Fig. 3: Idea of the DTW distance measure - general case of different lengths (in this projects all lengths were equal within each experimental run); for Euclidean distance the red “path” would be a straight diagonal (for equal distances)

Similarity between already aligned sequences becomes the conventional Euclidean distance between the two series – thus the DTW can be considered in a sense as a generalization of the Euclidean distance measure.

Advantages of DTW include optimality and relatively wide area of application, not only handwriting and speech recognition. Among disadvantages are O(N2) time and space complexity and limitation of the datasets size (up to 10,000). There are, however, methods to lower time complexity of DTW include: filling only part of the cost matrix, undersampling the data before time warping (used in this project) or reducing the number of times DTW runs by indexing.

EXPERIMENTAL SETUP

The experimental part referring to centroids optimization have been designed in the following structured way:

use all 6 datasets preprocessed as follows:

extract subsequences (initial points using the LET program)

index each subsequence for unique identification allowing for dimensions 30 and 100

remove outliers (very few cases found, thus performed manually)

mean-shift (subtracting subsequence-specific mean value from all points) [18]

apply weights w = 1 and w = 1.05 geometrically for the first 20 points in each subsequence

normalize both weighted (w = 1.05) and unweighed (w = 1) data (in 0-9 scale)
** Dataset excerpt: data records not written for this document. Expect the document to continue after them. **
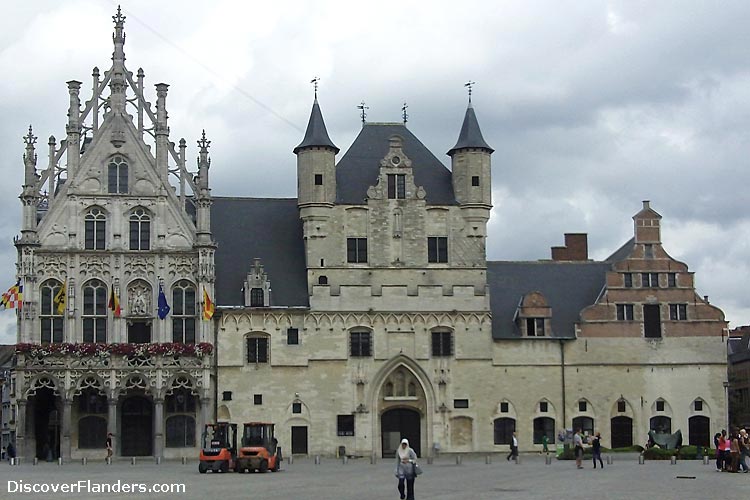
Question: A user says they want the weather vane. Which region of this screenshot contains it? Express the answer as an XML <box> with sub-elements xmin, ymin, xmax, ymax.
<box><xmin>464</xmin><ymin>80</ymin><xmax>477</xmax><ymax>104</ymax></box>
<box><xmin>357</xmin><ymin>101</ymin><xmax>370</xmax><ymax>123</ymax></box>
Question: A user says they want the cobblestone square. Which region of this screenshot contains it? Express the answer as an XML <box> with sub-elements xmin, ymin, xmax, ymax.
<box><xmin>0</xmin><ymin>454</ymin><xmax>750</xmax><ymax>500</ymax></box>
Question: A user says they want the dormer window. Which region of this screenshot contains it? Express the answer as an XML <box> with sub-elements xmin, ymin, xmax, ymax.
<box><xmin>107</xmin><ymin>155</ymin><xmax>128</xmax><ymax>194</ymax></box>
store each preprocessed dataset in its matrix

format input files for the SPSS (and for EEG dataset also for Weka ARFF format)

for each dataset, precompute DTW distances pairwise, creating the distance matrices
run centroid optimization using two merge-or-not radius (R) values for

Euclidean distance: with build in distance computing function

DTW-distance: using precomputed distance matrix as input from (2)

record and store resulting centroids positions (and, implicitly, their numbers k)
convert centroids positions file into SPSS-readable (to utilize “Centers initial file” option)
for all the above 6 datasets run k-means clustering using two options

without initial cluster positions, trying k < K

as above, but with k > K

with cluster positions from (4), i.e. using K

compare results for a, b and c, and in particular:

compute Calinski-Harabash index (called pseudo-F statistic, based on ANOVA)

perform visual accuracy evaluation (confusion matrix)

draw and report conclusions.

Comments:

-normalization: usually it matters for clustering whether data is normalized (none dimensionality favorized if incomparable scales, e.g. age and salary), as well how the data are scaled, but in this case all dimensions have been treated same way and none was more important than another, except when weigh was applied after all other preprocessing steps; the 0-9 scale was forced by limitation of the DTW software (the only available at this time)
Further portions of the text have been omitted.